The ironic beauty of the detail that Stanford's horse was named "Occident" is perhaps what first seduced me into this research, since we know how much of Occidental theology and aesthetics has centered around narratives of the fall. At least since Aristotle, the genre of tragedy has been defined by the notion of the great man's fall, and the slapstick pratfall is at least as old as comedy itself. The tragic personage falls in stature; the comic personage simply falls. In the second part of my paper, I propose to move from a discussion of Stanford and Muybridge's "bet", and its crucial place at the beginning of a new type of technological representation, to a discussion of the representation of literal falls on the silent movie screen. Theatre has always been about falling (from Oedipus to Shakespeare), but early cinema is finally able to show the fall actually happening -- the combination of vaudeville and technical savoir-faire allows representation to break up the advent of chance, mischance, or accident into a discrete series of gestures: to frame the fall, or, in Bataille's image, to capture it on a kind of "hook."

 

In connection with comedy and falling, I would turn, in closing, to a discussion of the American filmmaker who was such an incomparable genius at both: Buster Keaton.

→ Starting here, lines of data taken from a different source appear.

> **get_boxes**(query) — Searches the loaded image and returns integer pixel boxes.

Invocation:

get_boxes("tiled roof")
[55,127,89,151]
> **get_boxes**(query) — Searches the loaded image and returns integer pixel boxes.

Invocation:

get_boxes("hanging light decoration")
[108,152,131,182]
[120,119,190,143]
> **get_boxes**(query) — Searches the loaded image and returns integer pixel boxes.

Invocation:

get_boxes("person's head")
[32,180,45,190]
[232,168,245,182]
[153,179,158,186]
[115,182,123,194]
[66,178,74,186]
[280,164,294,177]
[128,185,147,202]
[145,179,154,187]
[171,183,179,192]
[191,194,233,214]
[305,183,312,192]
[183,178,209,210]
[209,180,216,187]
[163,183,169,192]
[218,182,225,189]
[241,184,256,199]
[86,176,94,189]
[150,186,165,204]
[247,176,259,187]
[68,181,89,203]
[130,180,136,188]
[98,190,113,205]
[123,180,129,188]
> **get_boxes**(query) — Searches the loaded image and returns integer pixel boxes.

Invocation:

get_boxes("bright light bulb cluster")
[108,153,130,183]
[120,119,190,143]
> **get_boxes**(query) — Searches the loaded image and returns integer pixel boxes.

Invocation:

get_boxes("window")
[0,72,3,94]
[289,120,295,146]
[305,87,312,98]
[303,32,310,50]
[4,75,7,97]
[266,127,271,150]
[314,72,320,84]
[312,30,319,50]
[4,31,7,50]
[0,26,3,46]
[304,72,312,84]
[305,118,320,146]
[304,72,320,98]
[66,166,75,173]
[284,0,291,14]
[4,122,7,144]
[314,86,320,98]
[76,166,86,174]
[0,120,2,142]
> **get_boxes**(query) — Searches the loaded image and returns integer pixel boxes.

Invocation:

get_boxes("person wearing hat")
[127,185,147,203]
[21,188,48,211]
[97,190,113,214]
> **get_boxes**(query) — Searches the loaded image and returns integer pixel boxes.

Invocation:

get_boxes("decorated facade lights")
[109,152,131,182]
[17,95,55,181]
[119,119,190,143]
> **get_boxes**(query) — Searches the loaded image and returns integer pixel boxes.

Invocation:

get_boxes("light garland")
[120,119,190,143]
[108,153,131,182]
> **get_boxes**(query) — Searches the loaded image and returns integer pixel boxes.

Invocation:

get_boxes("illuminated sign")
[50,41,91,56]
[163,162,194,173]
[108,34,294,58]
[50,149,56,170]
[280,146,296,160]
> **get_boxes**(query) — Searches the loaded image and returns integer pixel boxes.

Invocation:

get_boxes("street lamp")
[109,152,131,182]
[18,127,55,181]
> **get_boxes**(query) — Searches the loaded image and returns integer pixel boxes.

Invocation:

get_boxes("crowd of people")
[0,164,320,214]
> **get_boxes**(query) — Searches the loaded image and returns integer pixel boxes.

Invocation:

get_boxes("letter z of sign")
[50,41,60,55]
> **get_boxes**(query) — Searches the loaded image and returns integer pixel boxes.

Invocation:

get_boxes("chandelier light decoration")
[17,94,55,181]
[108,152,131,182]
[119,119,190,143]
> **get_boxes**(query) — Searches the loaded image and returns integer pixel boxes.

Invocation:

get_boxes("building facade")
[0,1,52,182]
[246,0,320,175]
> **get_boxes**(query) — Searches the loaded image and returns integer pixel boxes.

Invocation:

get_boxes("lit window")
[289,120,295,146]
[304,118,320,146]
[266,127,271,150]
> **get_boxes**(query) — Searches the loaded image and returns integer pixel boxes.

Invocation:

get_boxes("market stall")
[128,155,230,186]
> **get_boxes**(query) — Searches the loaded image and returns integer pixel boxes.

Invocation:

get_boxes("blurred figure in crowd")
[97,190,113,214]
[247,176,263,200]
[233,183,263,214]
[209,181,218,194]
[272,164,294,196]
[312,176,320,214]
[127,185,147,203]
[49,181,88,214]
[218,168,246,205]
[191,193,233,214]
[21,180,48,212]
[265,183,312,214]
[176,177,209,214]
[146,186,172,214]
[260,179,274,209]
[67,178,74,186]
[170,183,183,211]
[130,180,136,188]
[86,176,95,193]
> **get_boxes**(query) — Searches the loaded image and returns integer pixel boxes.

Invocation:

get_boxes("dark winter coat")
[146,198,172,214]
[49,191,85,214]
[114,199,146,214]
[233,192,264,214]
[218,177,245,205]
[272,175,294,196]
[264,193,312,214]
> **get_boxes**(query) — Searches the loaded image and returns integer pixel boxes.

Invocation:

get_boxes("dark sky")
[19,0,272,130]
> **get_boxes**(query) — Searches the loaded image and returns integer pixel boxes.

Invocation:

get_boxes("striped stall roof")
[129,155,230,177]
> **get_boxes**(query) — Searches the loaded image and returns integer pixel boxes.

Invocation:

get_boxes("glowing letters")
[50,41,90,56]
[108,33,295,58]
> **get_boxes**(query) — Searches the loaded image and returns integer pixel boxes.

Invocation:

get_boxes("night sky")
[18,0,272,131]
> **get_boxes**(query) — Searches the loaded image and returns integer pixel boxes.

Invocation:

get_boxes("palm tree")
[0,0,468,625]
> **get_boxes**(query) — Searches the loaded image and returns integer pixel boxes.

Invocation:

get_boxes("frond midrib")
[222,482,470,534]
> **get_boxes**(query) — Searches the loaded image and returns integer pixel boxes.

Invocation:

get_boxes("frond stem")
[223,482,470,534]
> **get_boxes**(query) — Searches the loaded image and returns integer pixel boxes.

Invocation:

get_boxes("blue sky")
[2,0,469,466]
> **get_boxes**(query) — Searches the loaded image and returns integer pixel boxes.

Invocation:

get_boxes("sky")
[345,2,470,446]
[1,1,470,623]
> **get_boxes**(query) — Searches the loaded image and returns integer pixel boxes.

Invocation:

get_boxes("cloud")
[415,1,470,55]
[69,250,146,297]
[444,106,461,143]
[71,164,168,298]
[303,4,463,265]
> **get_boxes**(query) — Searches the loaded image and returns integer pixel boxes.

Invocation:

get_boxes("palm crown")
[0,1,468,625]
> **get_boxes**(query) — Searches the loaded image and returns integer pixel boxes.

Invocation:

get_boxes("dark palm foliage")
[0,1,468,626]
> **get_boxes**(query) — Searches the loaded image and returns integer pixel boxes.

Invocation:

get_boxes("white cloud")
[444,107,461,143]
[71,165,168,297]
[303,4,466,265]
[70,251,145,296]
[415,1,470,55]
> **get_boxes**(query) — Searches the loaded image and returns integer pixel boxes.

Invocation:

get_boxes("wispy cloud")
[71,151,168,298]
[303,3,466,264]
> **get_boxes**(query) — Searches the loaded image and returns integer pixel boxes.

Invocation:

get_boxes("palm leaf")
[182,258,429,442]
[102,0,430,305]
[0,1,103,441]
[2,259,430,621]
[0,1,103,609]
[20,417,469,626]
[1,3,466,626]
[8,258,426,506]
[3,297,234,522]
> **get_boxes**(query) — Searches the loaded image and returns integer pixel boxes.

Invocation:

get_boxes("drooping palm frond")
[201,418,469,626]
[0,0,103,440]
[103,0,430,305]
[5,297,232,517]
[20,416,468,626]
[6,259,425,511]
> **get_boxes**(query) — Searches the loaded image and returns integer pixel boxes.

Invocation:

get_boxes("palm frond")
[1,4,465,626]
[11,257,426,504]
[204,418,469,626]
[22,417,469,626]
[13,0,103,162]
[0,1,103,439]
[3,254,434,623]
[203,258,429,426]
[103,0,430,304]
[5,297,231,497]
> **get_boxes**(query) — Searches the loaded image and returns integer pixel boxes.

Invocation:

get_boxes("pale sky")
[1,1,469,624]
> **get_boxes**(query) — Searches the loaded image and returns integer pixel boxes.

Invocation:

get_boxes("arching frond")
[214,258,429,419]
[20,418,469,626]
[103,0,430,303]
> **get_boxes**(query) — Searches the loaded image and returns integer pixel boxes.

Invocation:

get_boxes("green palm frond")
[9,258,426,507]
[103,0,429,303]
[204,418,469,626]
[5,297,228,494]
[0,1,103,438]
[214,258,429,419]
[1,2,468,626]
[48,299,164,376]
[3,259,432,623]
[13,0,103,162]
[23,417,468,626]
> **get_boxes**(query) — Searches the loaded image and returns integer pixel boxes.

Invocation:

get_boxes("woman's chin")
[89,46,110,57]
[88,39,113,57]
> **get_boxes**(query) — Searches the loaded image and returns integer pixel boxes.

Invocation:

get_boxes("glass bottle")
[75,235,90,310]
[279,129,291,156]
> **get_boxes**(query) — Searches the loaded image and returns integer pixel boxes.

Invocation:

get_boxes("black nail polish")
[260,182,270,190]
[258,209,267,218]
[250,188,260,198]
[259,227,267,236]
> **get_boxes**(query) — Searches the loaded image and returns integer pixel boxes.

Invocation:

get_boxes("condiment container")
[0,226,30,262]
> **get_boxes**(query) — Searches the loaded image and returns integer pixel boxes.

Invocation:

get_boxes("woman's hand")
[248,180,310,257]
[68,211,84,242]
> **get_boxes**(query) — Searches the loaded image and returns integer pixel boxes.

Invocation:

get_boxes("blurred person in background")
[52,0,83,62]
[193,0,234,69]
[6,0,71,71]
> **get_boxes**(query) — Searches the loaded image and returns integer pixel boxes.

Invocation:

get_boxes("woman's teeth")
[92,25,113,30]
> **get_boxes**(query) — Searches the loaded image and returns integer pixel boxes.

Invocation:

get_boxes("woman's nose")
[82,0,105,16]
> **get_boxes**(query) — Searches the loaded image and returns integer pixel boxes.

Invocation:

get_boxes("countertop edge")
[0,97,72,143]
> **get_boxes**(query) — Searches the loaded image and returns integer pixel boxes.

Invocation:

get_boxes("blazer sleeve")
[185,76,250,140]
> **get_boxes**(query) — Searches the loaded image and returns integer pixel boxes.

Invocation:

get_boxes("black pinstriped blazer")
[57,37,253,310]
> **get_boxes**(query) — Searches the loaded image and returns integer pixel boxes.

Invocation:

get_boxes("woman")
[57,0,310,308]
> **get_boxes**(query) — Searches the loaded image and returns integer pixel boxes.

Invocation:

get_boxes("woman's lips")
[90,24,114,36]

Bataille's realization that "nothing exists... but for having met up with a hook" finds its counterpart in this passage from Keaton's oral autobiography, "My Wonderful World of Slapstick":

 

So my scene was where the cops were chasing me that I came to this thing and I took advantage of the lid of a skylight, and I laid it over the edge of the roof to use as a springboard and backed up, hit it and tried to make it to the other side which was probably about eighteen feet, something like that. Well, I misjudged the spring of that board and I didn't make it ... [I] fell to the net, but I hit hard enough...that I had to go home and stay in bed for about three days... So the boys the next day went into the projecting room and saw the scene anyhow 'cause they had it printed ... Well, they got a thrill out of it so they came back and told me about it. It's a miss. Says, well, if it looks that good let's see if we can't pick it up this way ... so now we go in and drop into something just to slow me up, to break my fall, and I can swing from that onto a rainspout and when I get a hold of it, it breaks...sways me out away from the building... and for a finish collapses enough so that it hinges and throws me down through a window [onto a firetruck] a couple of floors below...3

 

This missed fall (which, like Keaton's body, wound up "hooked" on celluloid in spite of itself) and the series of sight gags invented to "cover" for its accidental outcome, are beautifully shown in the documentary "Buster Keaton: A Hard Act to Follow"4. Using images from this documentary and possibly one or two other Keaton shorts (depending on the availability of video technology at the conference), I hope to show how the technology of early cinema made possible, for the first time, a different relation to chance and to the fall, which perhaps accounts for film's long-term fascination with depictions of the human body as projectile. From photography to film, from Stanford's "Occident" to Keaton's accidents (the closeness of the two words is more than an easy pun, since both come from the Latin for "to fall"), a new chapter opens in the history of representation: now, we are able to witness accident, chance, slippage, happening over and over again as if for the first time.

 

1Bataille, Georges, Oeuvres Complètes. Paris:Gallimard, 1970-1988, v. 5, p. 316. Translation mine.
2 Coe, Brian, The History of Movie Photography, London: Ash & Grant, 1981, p. 43.
3Quoted in Dardis, Tom, Keaton, the Man Who Wouldn't Lie Down, Penguin Books, 1980, p. 108.
4written and produced by Kevin Brownlow and David Gill, in association with Raymond Rohauer. New York: HBO Video, c1987.